There is some "origin point" on the plane which is defined by social convention.
For simplicity, let's define our unit length as the distance from the center of an edge to the center of the hex.
Sections:
- Cartesian Grid
- Oblique Grid
- Hexline Offset System
- Equivalence of Offset System to 3D Cartesian Grid
Systems with two coordinates:
Cartesian Grid
One way we could design our coordinate system is using a standard Cartesian Grid, like soThe dot in the middle represents the origin.
The big dark bolded lines have two important meanings:
- The dark vertical line is the set of points at which X=0, while the horizontal line is the set of points for which Y=0.
- The lines are also our axes, indicating the direction of the basis vectors for the coordinate system. The vertical line is the Y-axis, and the horizontal line is our X-axis.
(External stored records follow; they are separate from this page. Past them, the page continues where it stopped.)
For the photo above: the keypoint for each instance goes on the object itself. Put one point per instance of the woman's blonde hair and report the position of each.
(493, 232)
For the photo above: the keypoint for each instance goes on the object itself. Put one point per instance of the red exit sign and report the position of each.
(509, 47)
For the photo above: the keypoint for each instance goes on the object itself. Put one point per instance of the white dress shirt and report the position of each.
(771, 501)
The gridlines are contours along which one of our coordinates remains constant. For example, here's the contour for X=.5:
One interpretation of this is that any point along this line is distance 0.5 from the dark vertical X=0 line.
Take a look at the point (X,Y)=(.5,.5)
- The intersection of (the set of points where X=.5) with (the set of points where Y=.5)
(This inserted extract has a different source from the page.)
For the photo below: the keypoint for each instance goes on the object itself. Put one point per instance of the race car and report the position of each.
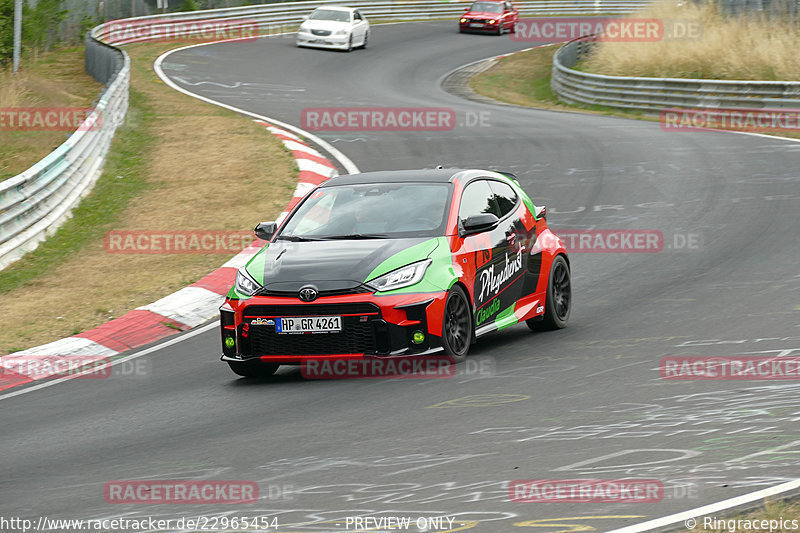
(490, 16)
(395, 264)
(337, 27)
- The intersection of (the set of points where X is distance .5 from the X=0 set) with (the set of points where Y is distance .5 from the Y=0 set)
- The position resulting from moving along half of the X basis vector and then moving along half of the Y basis vector
And this works fine, but if we live on a tessellating hex, then we run into a few problems when trying to use this system near the edges of the hex.
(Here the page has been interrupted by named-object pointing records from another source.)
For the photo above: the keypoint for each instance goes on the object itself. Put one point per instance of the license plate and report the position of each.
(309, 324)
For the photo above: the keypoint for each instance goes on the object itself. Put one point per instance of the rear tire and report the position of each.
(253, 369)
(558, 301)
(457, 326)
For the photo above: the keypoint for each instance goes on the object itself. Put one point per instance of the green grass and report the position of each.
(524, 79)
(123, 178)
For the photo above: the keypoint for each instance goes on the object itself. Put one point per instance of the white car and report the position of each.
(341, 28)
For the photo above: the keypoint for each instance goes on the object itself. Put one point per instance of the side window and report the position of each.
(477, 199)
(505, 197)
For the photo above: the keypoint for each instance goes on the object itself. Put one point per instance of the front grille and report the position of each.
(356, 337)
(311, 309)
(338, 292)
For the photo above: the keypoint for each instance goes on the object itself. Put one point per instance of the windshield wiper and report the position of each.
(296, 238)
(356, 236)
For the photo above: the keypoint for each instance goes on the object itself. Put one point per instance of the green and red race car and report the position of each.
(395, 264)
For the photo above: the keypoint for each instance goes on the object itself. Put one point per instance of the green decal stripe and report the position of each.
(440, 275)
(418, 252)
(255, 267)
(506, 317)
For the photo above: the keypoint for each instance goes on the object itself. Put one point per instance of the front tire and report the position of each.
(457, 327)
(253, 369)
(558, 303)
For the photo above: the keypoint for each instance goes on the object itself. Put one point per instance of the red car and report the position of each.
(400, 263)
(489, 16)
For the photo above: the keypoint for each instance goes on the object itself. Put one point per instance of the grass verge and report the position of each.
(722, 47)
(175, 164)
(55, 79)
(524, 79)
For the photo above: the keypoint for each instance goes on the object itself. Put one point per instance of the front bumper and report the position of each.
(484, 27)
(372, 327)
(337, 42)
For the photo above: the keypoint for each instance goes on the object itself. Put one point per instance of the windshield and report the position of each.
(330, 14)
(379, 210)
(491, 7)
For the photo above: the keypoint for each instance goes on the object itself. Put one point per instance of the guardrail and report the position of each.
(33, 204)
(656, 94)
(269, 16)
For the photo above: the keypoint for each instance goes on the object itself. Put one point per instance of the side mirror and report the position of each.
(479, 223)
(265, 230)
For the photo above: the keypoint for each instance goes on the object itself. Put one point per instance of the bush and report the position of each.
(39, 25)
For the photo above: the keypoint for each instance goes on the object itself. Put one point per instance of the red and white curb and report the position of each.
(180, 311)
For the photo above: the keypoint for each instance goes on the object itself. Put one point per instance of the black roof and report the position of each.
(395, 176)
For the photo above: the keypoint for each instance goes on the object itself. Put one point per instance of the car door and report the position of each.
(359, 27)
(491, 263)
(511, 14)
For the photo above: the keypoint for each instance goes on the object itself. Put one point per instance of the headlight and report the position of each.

If we go far enough in any direction, we will eventually come back close to our starting point. Thus the coordinates should be in some sense cyclical. If we go off the "North" or "South" edges, we'll loop back around in a consistent way, and can just add ±2 to the Y coordinate. No problem. But if we want to cross one of the other edges, the math becomes a bit messier. You can work it out with a bit of trigonometry sure. But it's hard to do in your head.
Also, I don't like how the gridlines fail to line up with the edges of the hex.
Oblique Grid
Although it's standard to define 2D coordinates in terms of a pair of orthogonal vectors, we could use any pair of independent basis vectors we want.We could for example use basis vectors pointing towards the centers of the edges of the hex
And then our grid of points will look like this:
The grid lines up a bit more nicely with the hex, and things get more manageable near the edges.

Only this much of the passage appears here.